III: Laborchemische Diagnostik:

→ 1) Erhöhung von yGT, der hepatischen Transaminasen, evtl. Elektrolytentgleisung.

→ 2) Positiver Drogennachweis im Urin,

→ 3) Bestimmung des Serumspiegels verschiedener Substanzen (z.B. THC, Amphetamine, Kokain, LSD, Opiate).

 

Differenzialdiagnose: Hiervon abzugrenzen sind vor allem:

→ I: Psychotische Störungen wie die Schizophrenie und

→ II: Affektiven Störungen wie die Manie  oder Depression.

 

Therapie: Das Behandlungsprinzip umfasst:

I: Entgiftungsphase: Die medikamentös gestützt sein kann; sie beinhaltet zusätzlich auch die Motivation zur langfristigen Entwöhnungstherapie.

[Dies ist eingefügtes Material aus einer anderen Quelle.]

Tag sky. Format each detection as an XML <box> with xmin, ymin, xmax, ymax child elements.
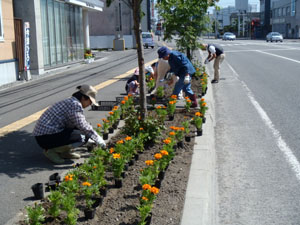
<box><xmin>216</xmin><ymin>0</ymin><xmax>260</xmax><ymax>8</ymax></box>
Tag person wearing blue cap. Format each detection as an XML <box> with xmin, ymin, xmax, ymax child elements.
<box><xmin>157</xmin><ymin>46</ymin><xmax>197</xmax><ymax>107</ymax></box>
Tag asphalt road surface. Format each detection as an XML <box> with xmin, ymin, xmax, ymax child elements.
<box><xmin>206</xmin><ymin>39</ymin><xmax>300</xmax><ymax>224</ymax></box>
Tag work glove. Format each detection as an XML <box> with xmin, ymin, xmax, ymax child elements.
<box><xmin>184</xmin><ymin>74</ymin><xmax>191</xmax><ymax>84</ymax></box>
<box><xmin>204</xmin><ymin>59</ymin><xmax>209</xmax><ymax>64</ymax></box>
<box><xmin>96</xmin><ymin>136</ymin><xmax>106</xmax><ymax>149</ymax></box>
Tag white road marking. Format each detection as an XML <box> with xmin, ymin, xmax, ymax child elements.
<box><xmin>256</xmin><ymin>50</ymin><xmax>300</xmax><ymax>64</ymax></box>
<box><xmin>226</xmin><ymin>48</ymin><xmax>300</xmax><ymax>53</ymax></box>
<box><xmin>227</xmin><ymin>62</ymin><xmax>300</xmax><ymax>182</ymax></box>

II: Entwöhnungsphase: Es handelt sich hierbei um ein multimodales Therapiekonzept, bestehend aus Verhaltenstherapie, psychodynamischer Therapie, Gruppen- und Familientherapie. Weitere Behandlungsformen sind die Soziotherapie und Selbhilfegruppen.

 

Klinisch-relevant: In den letzten Jahren hat sich das Therapieziel der Substanzabhängigkeit von der absoluten Abstinenz hin zur Lebenserhaltung gewandelt. Es hat sich diesbezüglich ein hierarisches Modell der Therapieziele etabliert:

→ A) Sicherung des Überlebens: Stellt das primäre Ziel dar; es erfolgt die akutmedizinische Behandlung.

→ B) Schadensminimierung: Reduktion von Komplikationen und Folgeerkrankungen durch Angebote zum Drogenhilfe-System (z.B. Beratungen zum sicheren Gebrauch, Spritzenaustauschprogramme, Drückerräume).

→ C) Sicherung der Gesundheit/sozialen Lebens: Reduktion des Konsums durch Drogenberatung, Substitutionsprogramme etc.

→D) Verlängerung der Abstinenz: Evtl. absolute Abstinenz mit Hilfe von stationären Behandlungen oder Selbsthilfegruppen. Wichtig ist das im Therapieverlauf die Ziele immer neu gesetzt werden.

 

Prognose:

→ I: Bezüglich der Sicherung des Überlebens hat sich prognostisch viel zum Positiven verändert.

→ II: Hinsicht der absoluten Abstinenz ist die Prognose der Polytoxikomanie sehr ungünstig, da insgesamt viele Rückfälle zu verzeichnen sind.